The Dusty Bookshelf is a used book store packed - and I mean packed to overflowing - with every kind of book imaginable. In spots there are books stacked on chairs, tables, the floor - every available space is covered with books. Scattered amongst the titles are cozy sitting spots and a few antique pieces that create a comfy feel. Unlike most of the used book shops I've visited before, the space is clean and organized, with books sorted by genre. Hardcover books with dust jackets are even fitted with library-style clear covers for protection. To maintain their amazing stock, they obviously buy from and trade with their customers, so now I know where lots of my books will be heading after they're read. They also deal in "scholarly" and rare books, if you're into that sort of thing, and sell on-line.
Shopping at Dusty Bookshelf is a treasure hunt. There are no fancy displays holding fifty copies of the newest bestsellers. This is more like browsing someone's home library; an eclectic mix of young and old, famous and obscure, that could easily have occupied me for the entire length of the game. Because my book spending has been out of control lately (Sorry, Dave!) I settled on two paperbacks - one trade and one mass market - which I got for $9.00.
Shakespeare's Christmas by Charlaine Harris - because I wanted to sample her writing without encountering a vampire, and - duh! - because it said Christmas on the cover.

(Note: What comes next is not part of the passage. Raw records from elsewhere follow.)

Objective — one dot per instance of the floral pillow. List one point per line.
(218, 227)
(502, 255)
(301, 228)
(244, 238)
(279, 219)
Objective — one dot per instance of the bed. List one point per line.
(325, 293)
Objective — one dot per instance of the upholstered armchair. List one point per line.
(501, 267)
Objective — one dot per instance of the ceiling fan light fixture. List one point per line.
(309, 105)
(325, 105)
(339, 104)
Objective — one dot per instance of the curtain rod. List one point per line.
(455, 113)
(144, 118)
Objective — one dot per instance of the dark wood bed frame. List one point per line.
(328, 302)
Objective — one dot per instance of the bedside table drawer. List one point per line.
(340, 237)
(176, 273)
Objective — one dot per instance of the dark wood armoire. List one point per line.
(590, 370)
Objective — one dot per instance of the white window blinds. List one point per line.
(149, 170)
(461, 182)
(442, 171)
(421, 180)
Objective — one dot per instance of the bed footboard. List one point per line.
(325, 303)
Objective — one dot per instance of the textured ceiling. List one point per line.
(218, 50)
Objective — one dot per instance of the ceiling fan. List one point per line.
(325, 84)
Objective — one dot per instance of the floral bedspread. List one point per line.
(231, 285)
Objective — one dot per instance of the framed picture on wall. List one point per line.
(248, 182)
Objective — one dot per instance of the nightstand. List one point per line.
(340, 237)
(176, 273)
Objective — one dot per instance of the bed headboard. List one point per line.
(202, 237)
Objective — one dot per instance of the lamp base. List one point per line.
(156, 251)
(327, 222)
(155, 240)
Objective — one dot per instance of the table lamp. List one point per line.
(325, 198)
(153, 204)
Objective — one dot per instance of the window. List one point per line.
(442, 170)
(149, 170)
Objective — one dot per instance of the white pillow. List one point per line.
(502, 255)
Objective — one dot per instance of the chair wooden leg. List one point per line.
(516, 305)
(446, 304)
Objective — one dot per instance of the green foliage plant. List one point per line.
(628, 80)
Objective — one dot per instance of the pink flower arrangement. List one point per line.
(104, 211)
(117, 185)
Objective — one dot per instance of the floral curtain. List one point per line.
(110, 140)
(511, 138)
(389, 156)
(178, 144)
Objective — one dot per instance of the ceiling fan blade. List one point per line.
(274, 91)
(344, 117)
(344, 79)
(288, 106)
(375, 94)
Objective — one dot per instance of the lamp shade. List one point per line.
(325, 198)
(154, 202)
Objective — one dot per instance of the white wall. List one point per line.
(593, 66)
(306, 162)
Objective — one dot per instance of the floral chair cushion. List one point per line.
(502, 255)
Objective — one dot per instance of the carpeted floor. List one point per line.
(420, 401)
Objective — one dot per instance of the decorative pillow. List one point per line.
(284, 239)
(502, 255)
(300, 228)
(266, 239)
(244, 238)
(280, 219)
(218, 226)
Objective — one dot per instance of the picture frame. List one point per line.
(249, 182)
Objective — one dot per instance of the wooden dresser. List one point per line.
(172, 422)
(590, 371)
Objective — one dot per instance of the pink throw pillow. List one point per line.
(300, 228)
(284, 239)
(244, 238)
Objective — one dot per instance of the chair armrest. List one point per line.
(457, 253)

No! I Don't Want to Join a Book Club: Diary of a 60th Year, by Virginia Ironside - because one of the blurbs on the back cover says "I'm thinking of reading [it] once a year from here on in to cheer myself up. If you're over 50, you should read it, too." And because it's just the kind of unexpected, quirky book I didn't notice when it was new and that make used bookstores so much fun.Where do you love to shop for books? Are there any interesting or unique shops in your world?